After another few minutes of hard climbing, they left the belt of shrubs and came to a little wood of Scots pine. Here they felt the wind blowing more strongly, bending the crowns of the trees so that some of them began to scrape together – except where they seemed to step back aghast, and left a patch of open ground. As soon as Natty saw this, she realised it was Smirke’s destination – the great crack in the earth that ran down from near the summit of Spyglass Hill, the ravine we had found together with Bo’sun Kirkby on our reconnaissance of the stockade. Then we had been near the shore, where the depth of the thing was not more than forty feet, but still terrifying. Here it was more than twice as much.

‘Stop here, lad,’ said Smirke, pausing for breath between every phrase. ‘This is as far as we go. And as far as you’ll ever go.’

Natty turned round and saw Smirke crouched with his hands on his knees. Stone, on the contrary, stood cool and upright, swinging his sword like a pendulum; the blade was shiny with raindrops.

‘We often bring our friends here,’ Stone said, in his thin and piping voice.

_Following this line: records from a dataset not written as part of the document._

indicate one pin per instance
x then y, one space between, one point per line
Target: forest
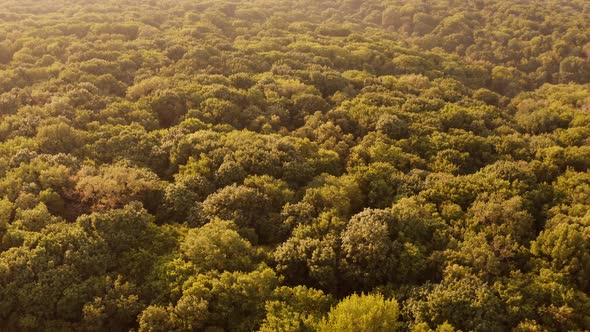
303 165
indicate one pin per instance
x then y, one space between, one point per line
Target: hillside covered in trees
306 165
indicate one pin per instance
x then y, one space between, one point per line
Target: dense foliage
273 165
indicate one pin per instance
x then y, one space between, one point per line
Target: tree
362 313
217 246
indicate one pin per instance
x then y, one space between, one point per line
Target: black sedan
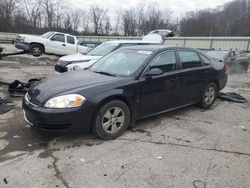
236 61
129 84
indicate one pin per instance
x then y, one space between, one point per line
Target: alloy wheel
209 95
113 120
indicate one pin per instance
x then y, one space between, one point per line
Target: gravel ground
186 148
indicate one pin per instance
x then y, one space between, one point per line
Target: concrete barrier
226 43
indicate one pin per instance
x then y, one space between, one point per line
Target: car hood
64 83
79 57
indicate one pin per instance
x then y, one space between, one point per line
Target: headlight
76 68
65 101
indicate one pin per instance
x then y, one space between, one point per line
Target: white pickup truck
49 43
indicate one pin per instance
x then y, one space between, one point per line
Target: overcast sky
179 7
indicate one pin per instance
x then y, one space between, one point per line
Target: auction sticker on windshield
144 52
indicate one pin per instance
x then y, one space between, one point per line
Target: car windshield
122 63
47 35
103 49
217 54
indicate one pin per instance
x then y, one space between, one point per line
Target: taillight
226 68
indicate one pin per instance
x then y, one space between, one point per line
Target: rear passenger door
194 73
57 44
159 93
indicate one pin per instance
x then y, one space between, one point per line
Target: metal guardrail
234 43
225 43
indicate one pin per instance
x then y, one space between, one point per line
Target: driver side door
159 93
56 44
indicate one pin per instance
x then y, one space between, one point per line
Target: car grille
54 127
59 68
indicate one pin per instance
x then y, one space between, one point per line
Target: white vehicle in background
84 60
50 43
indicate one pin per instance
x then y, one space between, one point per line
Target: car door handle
174 78
205 71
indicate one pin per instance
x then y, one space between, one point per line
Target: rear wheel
36 50
111 120
209 96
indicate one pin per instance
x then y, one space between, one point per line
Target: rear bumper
22 46
61 69
72 120
223 82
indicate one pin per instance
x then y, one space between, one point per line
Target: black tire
101 118
36 50
205 103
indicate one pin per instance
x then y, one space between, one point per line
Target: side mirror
153 72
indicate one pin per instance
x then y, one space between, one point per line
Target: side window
70 40
189 59
128 44
165 61
205 60
58 38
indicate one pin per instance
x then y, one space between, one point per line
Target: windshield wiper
105 73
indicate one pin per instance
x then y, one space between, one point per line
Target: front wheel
209 96
111 120
36 50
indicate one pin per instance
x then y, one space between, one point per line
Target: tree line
39 16
231 19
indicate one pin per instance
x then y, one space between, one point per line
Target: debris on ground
5 181
199 184
19 89
243 128
232 97
6 105
16 136
82 160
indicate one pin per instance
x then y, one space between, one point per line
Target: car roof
155 47
131 42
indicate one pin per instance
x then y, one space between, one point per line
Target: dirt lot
187 148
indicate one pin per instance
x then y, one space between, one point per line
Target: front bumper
60 69
73 120
22 46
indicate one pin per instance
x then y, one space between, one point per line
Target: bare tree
97 15
76 19
7 8
50 7
85 21
129 22
33 11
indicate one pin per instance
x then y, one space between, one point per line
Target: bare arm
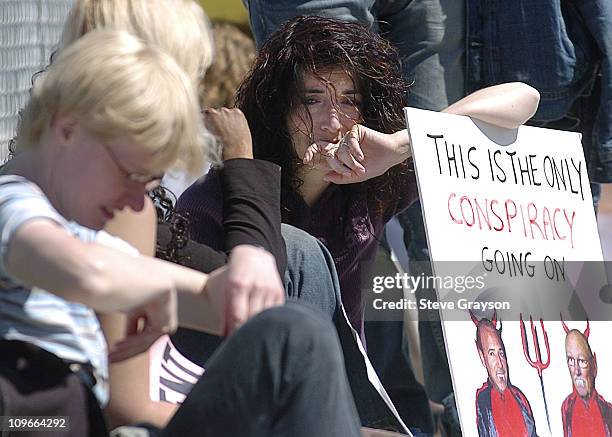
129 379
44 255
507 105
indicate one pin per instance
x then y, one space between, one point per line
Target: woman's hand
248 284
362 154
232 130
145 325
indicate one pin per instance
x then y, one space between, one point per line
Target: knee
304 332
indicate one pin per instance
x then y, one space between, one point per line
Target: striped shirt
66 329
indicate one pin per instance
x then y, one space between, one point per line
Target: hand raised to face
232 130
362 154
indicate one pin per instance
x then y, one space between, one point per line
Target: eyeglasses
148 180
582 363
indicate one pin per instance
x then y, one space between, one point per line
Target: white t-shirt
68 330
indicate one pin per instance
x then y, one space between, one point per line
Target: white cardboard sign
507 199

Because this sounded reasonable, Natty thought for a moment they must come to see the view behind him, which was indeed beautiful. The stockade was entirely hidden by the bushes they had passed through, and the island seemed a paradise again. A stormy paradise, with loose purple clouds billowing up from the horizon, but gorgeous in the polished green of its vegetation and the prolific scattering of its flowers. If this was to be her final sight of the earth, she could think of nothing to match it.